Career outlook detail — projected employment growth, typical entry-level requirements, on-the-job training expectations — comes from the BLS Occupational Outlook Handbook at bls.gov/ooh. Apprenticeship program listings for Washington are maintained by the U.S. Department of Labor at apprenticeship.gov. All three are public-domain federal data sources.

Frequently Asked Questions

What is the average skilled-trade wage in Washington?

Across 43 skilled trades and 1 BLS-tracked metro, Washington posts an average median wage of $84,522 per 2024 BLS Occupational Employment and Wage Statistics data. Pay varies substantially by trade — from $49,470 (Insulation Worker) at the low end to $138,970 (Construction Manager) at the top.

Which trade pays the most in Washington?

Construction Manager is the highest-paying trade in Washington, with a state-wide median wage of $138,970 across 1 tracked metro. The next-best is Elevator Mechanic at $137,040. Both reflect demand patterns specific to the state's economy — see the per-trade pages for city-level detail.

Are union or non-union trades better paid in Washington?

BLS OEWS does not split wages by union status, but the Bureau of Labor Statistics publishes separate union-membership and earnings data at https://www.bls.gov/cps/. In broad terms, union trades pay 8-39% more than non-union counterparts in the same trade and metro, with the largest premiums in electrical, mechanical, and ironwork. State-level union density varies — northeastern and Pacific states typically run highest.
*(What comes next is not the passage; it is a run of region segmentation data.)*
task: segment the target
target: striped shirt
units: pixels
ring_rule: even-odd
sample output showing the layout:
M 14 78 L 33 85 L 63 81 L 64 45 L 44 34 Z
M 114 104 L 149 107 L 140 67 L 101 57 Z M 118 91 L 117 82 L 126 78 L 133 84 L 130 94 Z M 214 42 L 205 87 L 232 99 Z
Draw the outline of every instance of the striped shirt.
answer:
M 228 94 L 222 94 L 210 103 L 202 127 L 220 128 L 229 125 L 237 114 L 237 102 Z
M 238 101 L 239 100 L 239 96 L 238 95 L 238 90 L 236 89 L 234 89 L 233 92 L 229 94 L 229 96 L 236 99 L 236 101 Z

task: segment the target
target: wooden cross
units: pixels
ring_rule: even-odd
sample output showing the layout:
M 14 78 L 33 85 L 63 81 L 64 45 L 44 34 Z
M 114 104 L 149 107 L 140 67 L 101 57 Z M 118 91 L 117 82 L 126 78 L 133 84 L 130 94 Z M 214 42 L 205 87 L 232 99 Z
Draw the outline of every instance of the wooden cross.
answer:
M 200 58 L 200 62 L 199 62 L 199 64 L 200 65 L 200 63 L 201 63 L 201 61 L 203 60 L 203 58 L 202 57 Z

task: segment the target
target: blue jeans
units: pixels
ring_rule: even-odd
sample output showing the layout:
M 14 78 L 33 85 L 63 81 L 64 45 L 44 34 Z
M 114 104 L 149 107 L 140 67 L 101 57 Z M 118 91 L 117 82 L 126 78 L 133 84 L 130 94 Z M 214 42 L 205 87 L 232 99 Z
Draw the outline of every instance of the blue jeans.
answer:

Where can I find apprenticeships in Washington?

Registered apprenticeship programs in Washington are listed on the U.S. Department of Labor's apprenticeship.gov site at https://www.apprenticeship.gov/, which lets you filter by state and occupation. Most skilled trades require 3-5 years of registered apprenticeship before reaching journeyman pay; the apprenticeship pages on TradeWages list year-by-year pay progression as a percentage of journeyman scale.

How does the cost of living affect trade pay in Washington?
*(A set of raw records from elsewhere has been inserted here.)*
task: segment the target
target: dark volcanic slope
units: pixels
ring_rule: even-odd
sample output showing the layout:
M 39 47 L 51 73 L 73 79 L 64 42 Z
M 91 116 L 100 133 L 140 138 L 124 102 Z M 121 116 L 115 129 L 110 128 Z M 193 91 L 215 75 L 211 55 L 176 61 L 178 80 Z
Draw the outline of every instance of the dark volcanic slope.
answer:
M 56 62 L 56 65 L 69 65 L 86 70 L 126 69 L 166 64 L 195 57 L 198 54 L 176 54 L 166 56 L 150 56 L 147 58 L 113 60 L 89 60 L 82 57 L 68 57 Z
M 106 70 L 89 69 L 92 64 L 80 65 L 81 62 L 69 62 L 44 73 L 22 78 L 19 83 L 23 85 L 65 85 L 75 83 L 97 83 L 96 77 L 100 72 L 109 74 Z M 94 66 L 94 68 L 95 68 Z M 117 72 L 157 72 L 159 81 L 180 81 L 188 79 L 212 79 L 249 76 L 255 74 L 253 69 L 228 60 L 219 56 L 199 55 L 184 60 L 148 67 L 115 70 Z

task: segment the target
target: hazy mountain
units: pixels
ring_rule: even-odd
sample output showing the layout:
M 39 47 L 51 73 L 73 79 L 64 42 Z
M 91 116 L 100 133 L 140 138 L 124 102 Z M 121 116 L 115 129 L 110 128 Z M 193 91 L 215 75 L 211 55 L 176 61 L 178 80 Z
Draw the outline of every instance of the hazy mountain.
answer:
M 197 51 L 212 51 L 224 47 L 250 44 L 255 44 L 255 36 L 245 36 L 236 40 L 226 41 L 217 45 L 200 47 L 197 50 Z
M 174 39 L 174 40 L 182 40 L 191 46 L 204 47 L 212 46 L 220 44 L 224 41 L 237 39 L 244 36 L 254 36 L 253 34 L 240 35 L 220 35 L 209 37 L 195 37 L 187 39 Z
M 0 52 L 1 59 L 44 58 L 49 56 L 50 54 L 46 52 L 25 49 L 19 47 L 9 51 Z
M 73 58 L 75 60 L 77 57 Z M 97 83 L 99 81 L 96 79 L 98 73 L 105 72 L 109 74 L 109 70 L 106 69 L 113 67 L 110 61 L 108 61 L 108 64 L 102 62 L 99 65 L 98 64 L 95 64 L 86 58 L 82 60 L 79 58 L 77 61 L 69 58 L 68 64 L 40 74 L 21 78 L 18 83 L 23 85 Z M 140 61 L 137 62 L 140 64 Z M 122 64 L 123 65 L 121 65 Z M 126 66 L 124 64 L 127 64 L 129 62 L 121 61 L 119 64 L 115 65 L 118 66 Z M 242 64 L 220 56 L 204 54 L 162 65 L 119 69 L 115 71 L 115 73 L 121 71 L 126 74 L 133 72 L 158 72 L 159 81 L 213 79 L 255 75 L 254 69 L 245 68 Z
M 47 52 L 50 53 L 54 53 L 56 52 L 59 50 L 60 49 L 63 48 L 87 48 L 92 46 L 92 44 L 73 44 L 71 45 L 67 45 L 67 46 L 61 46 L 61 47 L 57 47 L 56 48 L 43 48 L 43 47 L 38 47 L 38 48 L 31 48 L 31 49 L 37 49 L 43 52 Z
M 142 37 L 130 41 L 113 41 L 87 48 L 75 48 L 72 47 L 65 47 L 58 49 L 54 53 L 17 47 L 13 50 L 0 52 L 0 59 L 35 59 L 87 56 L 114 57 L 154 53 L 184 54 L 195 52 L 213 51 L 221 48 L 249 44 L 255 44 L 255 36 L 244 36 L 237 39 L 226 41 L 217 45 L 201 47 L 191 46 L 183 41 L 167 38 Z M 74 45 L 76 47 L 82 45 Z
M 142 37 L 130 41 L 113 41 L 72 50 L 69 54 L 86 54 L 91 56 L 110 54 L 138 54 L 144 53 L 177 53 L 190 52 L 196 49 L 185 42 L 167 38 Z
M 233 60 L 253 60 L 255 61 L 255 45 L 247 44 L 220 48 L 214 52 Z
Cost of living shifts substantially across Washington's metros — the state has a single tracked metro, so cost-of-living variation is captured in that one reading. The Trade Pay Score on each city page weights cost-of-living-adjusted purchasing power at 20% of the composite, so a trade with strong nominal pay in an expensive metro can still earn a lower grade than a more affordable metro with mid-range nominal wages.
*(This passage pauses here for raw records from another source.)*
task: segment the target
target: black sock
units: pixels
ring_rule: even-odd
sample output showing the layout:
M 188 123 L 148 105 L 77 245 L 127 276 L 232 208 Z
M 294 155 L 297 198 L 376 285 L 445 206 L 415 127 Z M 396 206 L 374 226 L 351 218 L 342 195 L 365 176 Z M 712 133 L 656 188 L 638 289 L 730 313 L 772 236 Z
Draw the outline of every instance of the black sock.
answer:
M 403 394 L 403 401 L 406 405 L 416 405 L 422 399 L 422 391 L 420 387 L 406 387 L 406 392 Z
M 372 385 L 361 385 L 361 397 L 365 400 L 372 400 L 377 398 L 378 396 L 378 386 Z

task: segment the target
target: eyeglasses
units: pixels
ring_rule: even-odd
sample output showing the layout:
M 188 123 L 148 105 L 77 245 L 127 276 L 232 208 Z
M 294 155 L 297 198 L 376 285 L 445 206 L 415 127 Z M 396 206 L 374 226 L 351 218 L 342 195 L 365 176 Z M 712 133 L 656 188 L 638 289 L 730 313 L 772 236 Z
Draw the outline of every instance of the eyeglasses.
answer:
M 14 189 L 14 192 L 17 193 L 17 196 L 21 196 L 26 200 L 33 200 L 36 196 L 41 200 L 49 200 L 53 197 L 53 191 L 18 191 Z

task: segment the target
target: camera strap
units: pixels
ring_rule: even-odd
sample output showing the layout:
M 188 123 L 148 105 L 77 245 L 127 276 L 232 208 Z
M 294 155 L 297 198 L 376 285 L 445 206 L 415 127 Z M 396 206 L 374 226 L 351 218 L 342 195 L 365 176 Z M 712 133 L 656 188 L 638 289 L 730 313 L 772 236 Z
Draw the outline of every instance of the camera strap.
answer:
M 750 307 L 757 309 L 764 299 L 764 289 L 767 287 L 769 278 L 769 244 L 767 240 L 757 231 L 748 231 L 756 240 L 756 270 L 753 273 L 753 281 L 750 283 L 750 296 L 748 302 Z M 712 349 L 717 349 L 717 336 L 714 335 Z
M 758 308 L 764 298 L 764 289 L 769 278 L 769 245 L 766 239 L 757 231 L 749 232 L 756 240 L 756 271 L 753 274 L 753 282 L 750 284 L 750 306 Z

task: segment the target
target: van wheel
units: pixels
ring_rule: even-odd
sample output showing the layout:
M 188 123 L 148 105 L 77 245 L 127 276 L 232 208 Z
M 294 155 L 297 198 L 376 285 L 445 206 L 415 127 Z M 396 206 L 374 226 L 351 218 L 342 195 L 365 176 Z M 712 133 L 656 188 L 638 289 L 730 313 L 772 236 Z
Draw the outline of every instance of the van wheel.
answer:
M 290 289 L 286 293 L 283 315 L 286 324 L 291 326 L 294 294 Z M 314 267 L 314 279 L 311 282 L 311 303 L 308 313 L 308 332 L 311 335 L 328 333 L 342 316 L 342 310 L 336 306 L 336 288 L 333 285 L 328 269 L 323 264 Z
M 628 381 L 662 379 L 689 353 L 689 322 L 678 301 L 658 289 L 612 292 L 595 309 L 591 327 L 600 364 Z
Skilled-trade workers in Washington earn an average median wage of $84,522 across 43 trades and 1 BLS-tracked metro, based on 2024 BLS Occupational Employment and Wage Statistics. The top-paying trade in the state is Construction Manager at $138,970.

The this entity record above pulls directly from the BLS Occupational Employment and Wage Statistics (OEWS) survey. What follows is the per-entity context — how this entity sits in the broader U.S. skilled-trade wage data distribution and which underlying factors drive the headline numbers.

Every number on this page links back to the BLS Occupational Employment and Wage Statistics (OEWS) survey; the methodology page describes the inputs, refresh cadence, and known limitations of the underlying data product.

Practical use of this page is in combination with the comparison and ranking pages elsewhere on the site, which surface the same data for this entity’s peers within U.S. trades, cities, and states. A single-entity reading without peer context can be misleading when an entity is an outlier on one axis but typical on another.